Trump’ın başkanlığı, ABD’deki siyasi kutuplaşmayı daha da derinleştirebilir. Göçmen politikalarından sağlık reformlarına, siyahilerin hak mücadelesinden vergi düzenlemelerine kadar birçok konuda ülkenin iç dinamikleri daha da bölünebilir. Bu iç çekişmeler, ABD’nin küresel arenadaki etkinliğini azaltabilir ve dış politikasında stratejik avantaj kaybına neden olabilir.
Trump’ın İran’a karşı sert politikalarının devam etmesi bekleniyor. Bu politikalar, yeni yaptırımlarla birlikte Körfez ülkeleri ve İsrail arasındaki bağların güçlenmesine yol açabilir. Böyle bir durumda Türkiye, bölgesel istikrarı koruma çabaları doğrultusunda arabulucu rolünü üstlenmek zorunda kalabilir.

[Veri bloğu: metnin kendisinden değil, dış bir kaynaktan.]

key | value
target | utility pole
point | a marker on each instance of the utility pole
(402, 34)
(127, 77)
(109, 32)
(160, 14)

ABD'nin Orta Doğu'daki stratejik hedeflerinden biri olan ABD’nin aracılık ettiği, İsrail ile Birleşik Arap Emirlikleri ve Bahreyn arasında 15 Eylül 2020'de imzalanan, Arap-İsrail normalleşmesine ilişkin ikili anlaşma İbrahim Anlaşmaları, Trump yönetiminde genişletilmek istenecek. Suudi Arabistan gibi önemli Arap ülkelerinin de bu sürece dâhil edilmesi amaçlanıyor. Bu durum, İsrail ve Arap ülkeleri arasında işbirliğini artırırken, İran’a karşı ortak bir cephe oluşturulmasına olanak tanıyabilir. Türkiye, bu yeni ittifak yapılarının dışında kalabilir ve Orta Doğu’da kendi çıkarlarını korumak için daha bağımsız diplomatik çabalar geliştirmek zorunda kalabilir.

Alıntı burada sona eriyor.